The initial site, which CEO Carla Dearing says will be available in the second quarter, also will provide resources for donor advisers such as lawyers, accountants and financial consultants; offer tax-saving tips; and deliver news and information.
Future features will let donors track investment performance and grant activity of their funds, and will help nonprofits apply for grants and review other grants.
The Web site will have access to resources collected by CFA, including a tool to help community foundations handle gifts of securities from donors who may be restricted in their sale of those securities; national research that community foundations may want to share with donors; and shared technology such as Webcasts examining issues involving planned giving and taxes.

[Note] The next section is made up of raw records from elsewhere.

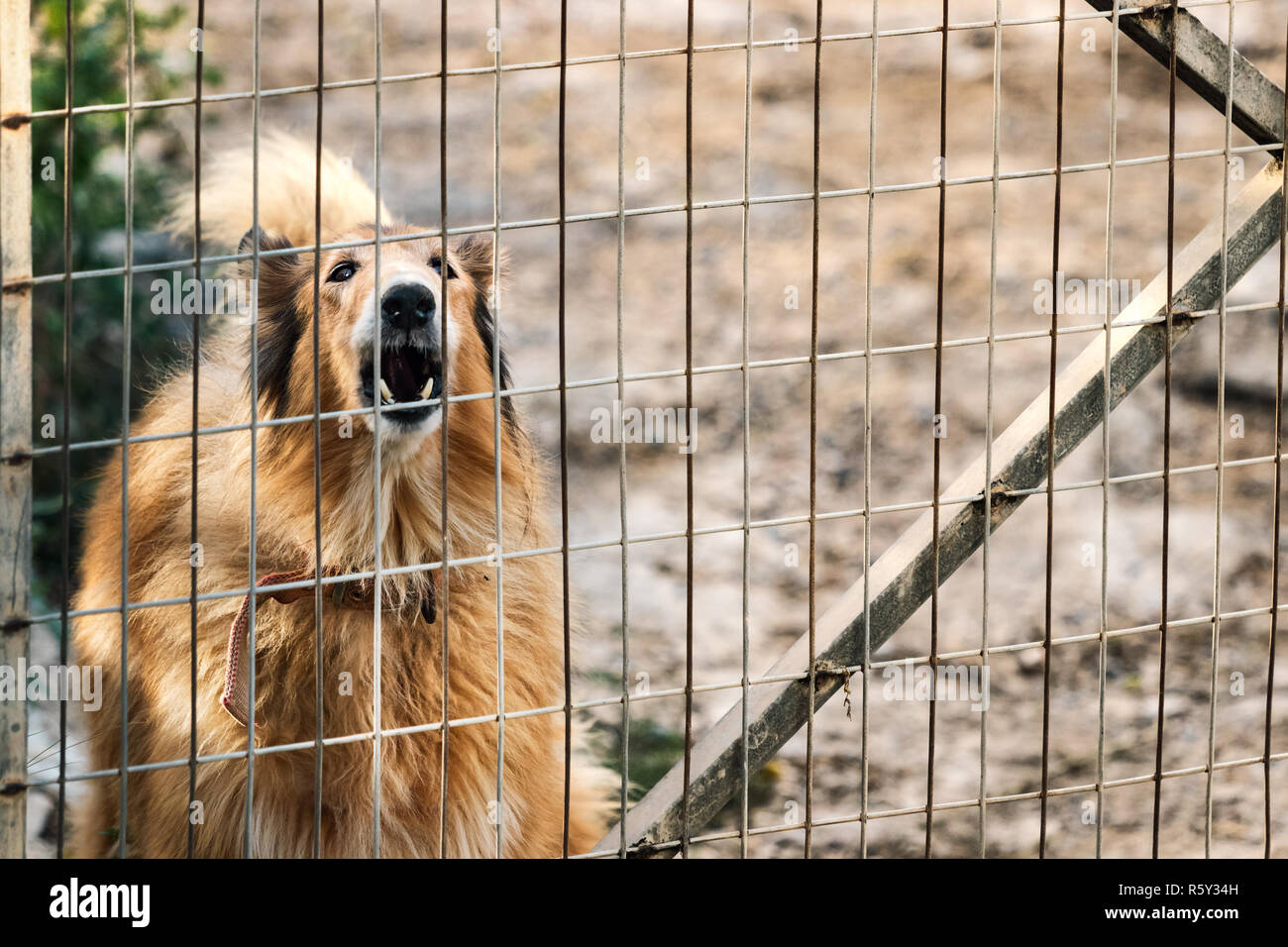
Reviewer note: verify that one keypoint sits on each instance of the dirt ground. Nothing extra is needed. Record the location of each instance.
(903, 291)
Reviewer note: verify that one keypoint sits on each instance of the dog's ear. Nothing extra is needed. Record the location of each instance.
(279, 324)
(475, 254)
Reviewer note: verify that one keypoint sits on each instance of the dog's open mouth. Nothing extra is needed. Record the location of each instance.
(408, 373)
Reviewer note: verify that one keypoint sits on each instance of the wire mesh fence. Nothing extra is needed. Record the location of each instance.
(678, 647)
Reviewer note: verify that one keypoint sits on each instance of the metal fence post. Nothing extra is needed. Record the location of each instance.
(14, 411)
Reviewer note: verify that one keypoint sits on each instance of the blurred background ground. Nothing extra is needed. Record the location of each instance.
(903, 313)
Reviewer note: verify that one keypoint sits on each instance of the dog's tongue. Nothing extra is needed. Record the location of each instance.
(400, 375)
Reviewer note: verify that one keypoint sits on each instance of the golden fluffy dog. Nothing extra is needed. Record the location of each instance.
(417, 285)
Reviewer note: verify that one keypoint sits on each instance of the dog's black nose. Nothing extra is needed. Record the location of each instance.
(407, 305)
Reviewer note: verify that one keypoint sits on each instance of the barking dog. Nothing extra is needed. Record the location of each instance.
(419, 287)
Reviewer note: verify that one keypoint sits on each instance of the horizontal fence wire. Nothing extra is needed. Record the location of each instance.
(656, 538)
(652, 210)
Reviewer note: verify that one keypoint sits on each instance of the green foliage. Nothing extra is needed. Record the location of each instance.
(97, 239)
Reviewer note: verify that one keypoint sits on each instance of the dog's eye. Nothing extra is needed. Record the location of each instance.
(342, 272)
(438, 266)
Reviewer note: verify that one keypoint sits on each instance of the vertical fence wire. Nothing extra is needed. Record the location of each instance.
(935, 438)
(563, 416)
(1103, 637)
(496, 429)
(445, 268)
(1220, 433)
(318, 659)
(376, 418)
(253, 547)
(1050, 453)
(1278, 475)
(812, 440)
(1167, 420)
(192, 474)
(65, 455)
(745, 792)
(688, 408)
(127, 331)
(867, 438)
(621, 398)
(988, 419)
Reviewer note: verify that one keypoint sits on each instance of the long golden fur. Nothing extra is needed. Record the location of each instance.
(411, 528)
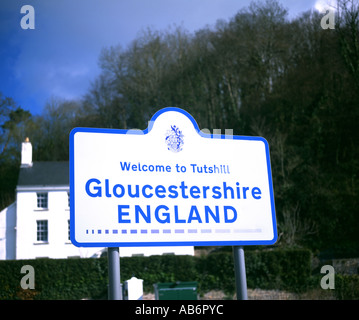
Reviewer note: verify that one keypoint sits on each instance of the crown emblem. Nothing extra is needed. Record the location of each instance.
(174, 139)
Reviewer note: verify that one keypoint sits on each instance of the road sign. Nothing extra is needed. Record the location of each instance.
(170, 184)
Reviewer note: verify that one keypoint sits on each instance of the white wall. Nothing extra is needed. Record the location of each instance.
(58, 245)
(57, 215)
(8, 232)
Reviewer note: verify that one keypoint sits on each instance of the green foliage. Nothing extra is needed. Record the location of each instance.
(88, 278)
(347, 287)
(260, 73)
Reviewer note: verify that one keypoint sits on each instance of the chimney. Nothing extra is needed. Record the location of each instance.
(26, 154)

CFA, which was formed last year to develop and offer products and services to the roughly 600 community foundations in the U.S., also offers or is developing several other products, including a Web-based system to help community foundations administer donor and endowment assets; a Web-based tool to survey donors; and a governance seminar co-hosted by the Center for Effective Philanthropy in Boston.
The donor-administration system will include a feature designed to defray record-keeping costs – ranging from $9,600 to $120,000, depending on total assets – through the use of certain mutual funds that agree to offset some of those costs.
That feature, akin to incentives widely offered by mutual funds to third-party administrators of 401(k) plans, is designed to help community foundations better integrate the cost of administering assets with the way those assets are invested, says Dearing, who worked in the financial services industry before joining CFA.